The I-1s don’t stop here anymore, and it’s been a long time since a shiny-boilered 900-class Mountain slogged up the grade out of Barstow with the heavyweight Pullmans of The Westerner on the drawbar and topped off its tank at the top of the hill.

The last of Elesco-heated water drained its lifeblood out of the big boilers 70 years ago, puddling about the scrap line in Marshall, acetylene torches chewing away at the fine products of Lima and Alco and Baldwin, and spitting ‘em out into swaybacked gondolas back in 1953.

Swamp Holly Geeps and blue and gray Fs had no need to pause here, the DC current flowing through their traction motors not requiring a stop to replenish a tender while the hogger oiled around, and so they just kept rolling right past on their way to Fort Worth, leaving their signature hazy blue smoke to drift away against the setting West Texas sun.

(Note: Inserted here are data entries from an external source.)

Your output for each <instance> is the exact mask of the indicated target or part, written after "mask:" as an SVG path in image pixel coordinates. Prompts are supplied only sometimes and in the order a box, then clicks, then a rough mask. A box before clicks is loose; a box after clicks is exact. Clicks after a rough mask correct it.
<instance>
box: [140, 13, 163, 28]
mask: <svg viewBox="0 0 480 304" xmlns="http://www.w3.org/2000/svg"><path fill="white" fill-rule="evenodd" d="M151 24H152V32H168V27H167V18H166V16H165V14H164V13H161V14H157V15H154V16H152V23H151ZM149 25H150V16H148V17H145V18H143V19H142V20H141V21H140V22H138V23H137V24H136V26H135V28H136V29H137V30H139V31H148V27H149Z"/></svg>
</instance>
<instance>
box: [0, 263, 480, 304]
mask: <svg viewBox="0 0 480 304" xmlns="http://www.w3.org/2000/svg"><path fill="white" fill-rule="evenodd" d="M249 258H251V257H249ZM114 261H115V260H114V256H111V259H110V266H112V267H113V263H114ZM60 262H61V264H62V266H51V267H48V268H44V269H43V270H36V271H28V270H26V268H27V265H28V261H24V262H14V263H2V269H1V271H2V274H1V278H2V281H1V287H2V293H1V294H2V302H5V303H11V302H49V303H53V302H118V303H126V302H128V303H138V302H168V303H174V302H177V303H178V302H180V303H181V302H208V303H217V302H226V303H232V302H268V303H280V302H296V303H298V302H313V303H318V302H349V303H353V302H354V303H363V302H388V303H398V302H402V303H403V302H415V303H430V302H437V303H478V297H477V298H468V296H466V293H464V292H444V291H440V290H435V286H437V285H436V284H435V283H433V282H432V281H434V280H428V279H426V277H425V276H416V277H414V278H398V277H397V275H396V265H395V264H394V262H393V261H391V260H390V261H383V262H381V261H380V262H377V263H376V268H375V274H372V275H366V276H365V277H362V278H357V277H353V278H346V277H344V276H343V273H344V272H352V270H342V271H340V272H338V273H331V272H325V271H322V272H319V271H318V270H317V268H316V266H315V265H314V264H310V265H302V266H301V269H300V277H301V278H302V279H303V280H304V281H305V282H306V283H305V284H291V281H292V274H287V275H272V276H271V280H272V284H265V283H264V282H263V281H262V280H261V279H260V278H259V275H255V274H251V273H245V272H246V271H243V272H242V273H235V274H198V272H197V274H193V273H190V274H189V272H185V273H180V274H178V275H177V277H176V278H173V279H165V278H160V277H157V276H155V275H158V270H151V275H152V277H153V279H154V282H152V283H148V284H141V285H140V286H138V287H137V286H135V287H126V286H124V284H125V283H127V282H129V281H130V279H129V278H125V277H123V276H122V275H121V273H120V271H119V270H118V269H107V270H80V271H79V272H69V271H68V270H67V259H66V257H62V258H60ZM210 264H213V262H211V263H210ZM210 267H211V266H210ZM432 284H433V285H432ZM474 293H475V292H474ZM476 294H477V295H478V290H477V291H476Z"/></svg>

Almost nothing stops in Barstow, Texas anymore.

Interstate 20 effectively put the Bankhead Highway out of business, and the short stretches still in existence around Barstow and Pecos and Toyah and Pyote have been unceremoniously dubbed ‘Business I-20’ instead and see mostly oilfield traffic in support of the Permian Basin drilling and production operations.

The 4 FDLs and a lone 710 powering a long intermodal train east from Santa Teresa yard out El Paso way won’t stop here either. They’ll hammer away at the sky and their AC traction motors won’t miss a beat until they roll to a stop for a crew change in Sweetwater.

Only the coyote will pause, but briefly though. He’ll halt his trot and sniff the air, hoping to pick up the scent of an unwary roadrunner, a tasty morsel for dinner, perhaps.

When 21,900 horsepower worth of hot diesel exhaust hits his nose like an Acme rocket, he’ll fade back into the creosote bush and move on as well.

Better hungry than dead.

**

Eastbound on the old Texas & Pacific near Barstow, Texas at 7:01 pm, March 2nd, 2022.